Pink text = information that you will need to find from the source.
Black text = text required by the Memórias do Instituto Oswaldo Cruz style.

Reference list

Place this part in your bibliography or reference list at the end of your assignment.

Template:

Author Surname Author Initial Year Published. Title.

Example:

Pacher P, Batkai S, Kunos G 2006. The Endocannabinoid System as an Emerging Target of Pharmacotherapy. Pharmacological Reviews 58: 389-462.

In-text citation

Place this part right after the quote or reference to the source in your assignment.

Template

(Author Surname Year Published)

Example

The recent identification of cannabinoid receptors and their endogenous lipid ligands has triggered an exponential growth of studies exploring the endocannabinoid system and its regulatory functions in health and disease. Such studies have been greatly facilitated by the introduction of selective cannabinoid receptor antagonists and inhibitors of endocannabinoid metabolism and transport, as well as mice deficient in cannabinoid receptors or the endocannabinoid-degrading enzyme fatty acid amidohydrolase.

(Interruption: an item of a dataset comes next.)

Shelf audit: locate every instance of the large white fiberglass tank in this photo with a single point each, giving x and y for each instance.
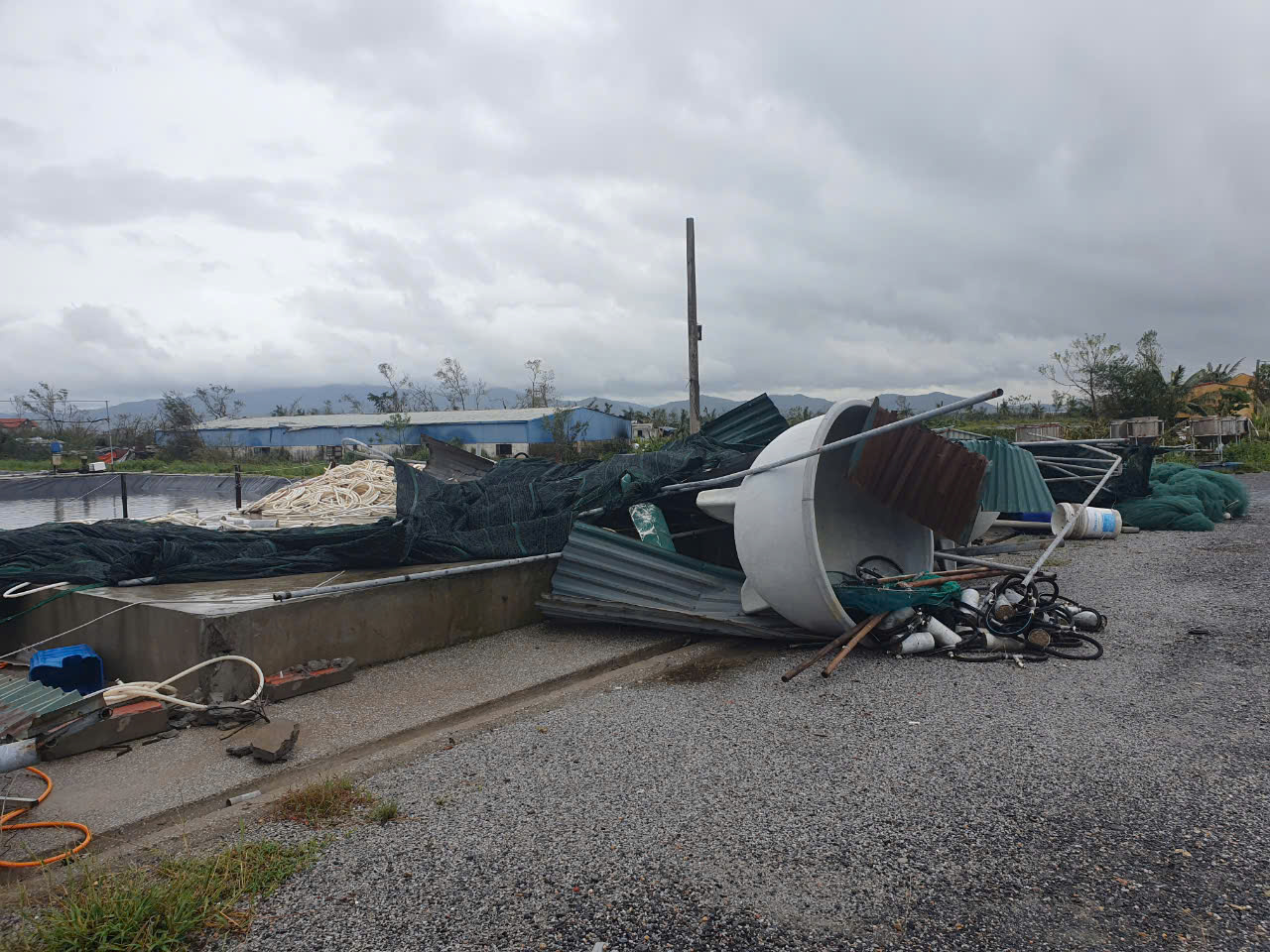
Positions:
(802, 521)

In the past decade, the endocannabinoid system has been implicated in a growing number of physiological functions, both in the central and peripheral nervous systems and in peripheral organs. More importantly, modulating the activity of the endocannabinoid system turned out to hold therapeutic promise in a wide range of disparate diseases and pathological conditions, ranging from mood and anxiety disorders, movement disorders such as Parkinson’s and Huntington’s disease, neuropathic pain, multiple sclerosis and spinal cord injury, to cancer, atherosclerosis, myocardial infarction, stroke, hypertension, glaucoma, obesity/metabolic syndrome, and osteoporosis, to name just a few. An impediment to the development of cannabinoid medications has been the socially unacceptable psychoactive properties of plant-derived or synthetic agonists, mediated by CB1 receptors. However, this problem does not arise when the therapeutic aim is achieved by treatment with a CB1 receptor antagonist, such as in obesity, and may also be absent when the action of endocannabinoids is enhanced indirectly through blocking their metabolism or transport. The use of selective CB2 receptor agonists, which lack psychoactive properties, could represent another promising avenue for certain conditions. The abuse potential of plant-derived cannabinoids may also be limited through the use of preparations with controlled composition and the careful selection of dose and route of administration. The growing number of preclinical studies and clinical trials with compounds that modulate the endocannabinoid system will probably result in novel therapeutic approaches in a number of diseases for which current treatments do not fully address the patients’ need. Here, we provide a comprehensive overview on the current state of knowledge of the endocannabinoid system as a target of pharmacotherapy. (Pacher et al. 2006)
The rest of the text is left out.